誓約オース?それをやると、どうなるんだ?」


「『誓約オース』とは、戦争で勝利した側が負けた相手国の代表に対して二度と歯向かわないように魂の宣誓をする事なのです。それを行ったあとは、敵対行動を取ろうと考えただけで魂に苦痛が与えられ、弱い者ならそれだけで死に至る、強力な契約なのです」


 すぐにそんな事を思いつくとか、流石は王族だな。 

 なるほど、前にカルマがヘカティアとディアナに掛けた契約と同じ様なものか。

 流石に魔王でも、それだけの制約が掛かれば簡単に裏切るとかは無いか?


「カルマはどう思う?」


「なるほど。誓約オースであれば、主とカーズとの間でも成立します。それならば、しばらくは安心出来るかと」


 か。

 ヘカティアもディアナも今は俺との主従契約が優先されているため、カルマが掛けた契約は切れている。

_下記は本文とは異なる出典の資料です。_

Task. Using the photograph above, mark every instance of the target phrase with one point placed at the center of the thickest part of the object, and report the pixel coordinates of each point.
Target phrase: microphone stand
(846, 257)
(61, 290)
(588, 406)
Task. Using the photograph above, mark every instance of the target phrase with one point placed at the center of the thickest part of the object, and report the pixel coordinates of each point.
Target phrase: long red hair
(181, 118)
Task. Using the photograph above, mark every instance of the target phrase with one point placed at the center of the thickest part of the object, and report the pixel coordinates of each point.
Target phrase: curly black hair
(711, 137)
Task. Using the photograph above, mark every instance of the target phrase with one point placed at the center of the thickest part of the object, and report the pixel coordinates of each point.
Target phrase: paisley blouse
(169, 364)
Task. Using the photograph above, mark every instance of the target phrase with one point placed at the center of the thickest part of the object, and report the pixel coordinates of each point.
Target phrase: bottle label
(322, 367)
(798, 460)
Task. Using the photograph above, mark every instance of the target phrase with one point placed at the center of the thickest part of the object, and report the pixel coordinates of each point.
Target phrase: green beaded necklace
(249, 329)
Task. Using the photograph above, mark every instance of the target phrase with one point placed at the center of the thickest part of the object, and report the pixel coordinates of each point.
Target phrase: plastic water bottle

 同じように、俺よりも上位の者に解除されてしまえば、また襲ってくる事も可能という事か。

 ただ、その場合は俺以上に危険な相手に従う事になるので、カーズにもメリットは少ない様に見えるな。


 よし、決めた。


「呪詛王カーズ。俺に降参するというのであれば、誓約オースを受けて貰うよ。

 もしそれが嫌ならさ、ここで消滅して貰う事になるけど…。どっちがいい?」


 カーズの調子に合わせて、軽い感じで言ってみる。

 ここで断られたら戦闘再開になるんだけど、多分そうはならないと思う。

 断るつもりなら、降参なんかする前に逃げてしまえばいいだけだからだ。

 カーズなら、そのくらいやれなくはないだろう。


「う~~ん。困ったな。

 それを持ちかけられるとは思っていなかったなぁ。

 ここの王の僕がそれを受けちゃうと、色々と問題なんだけどなぁ…。

 それ、どうしても受けないとダメ?」


「うん、駄目」


 爽やかな笑顔で、そう返す。

 ぶっちゃけて言うと、カーズ本人には特段恨みはない。

 あるとしたら、グラムとかだろうけど。

 俺には関係ないのだ。


 そもそもの目的は、ヒョウ達の救出なのだから。

 その首謀者は、俺に恨みを持ったロペの仕業。

 もちろん、その裏でこのカーズが糸を引いていてもおかしくないのだけど、どうもそのように感じない。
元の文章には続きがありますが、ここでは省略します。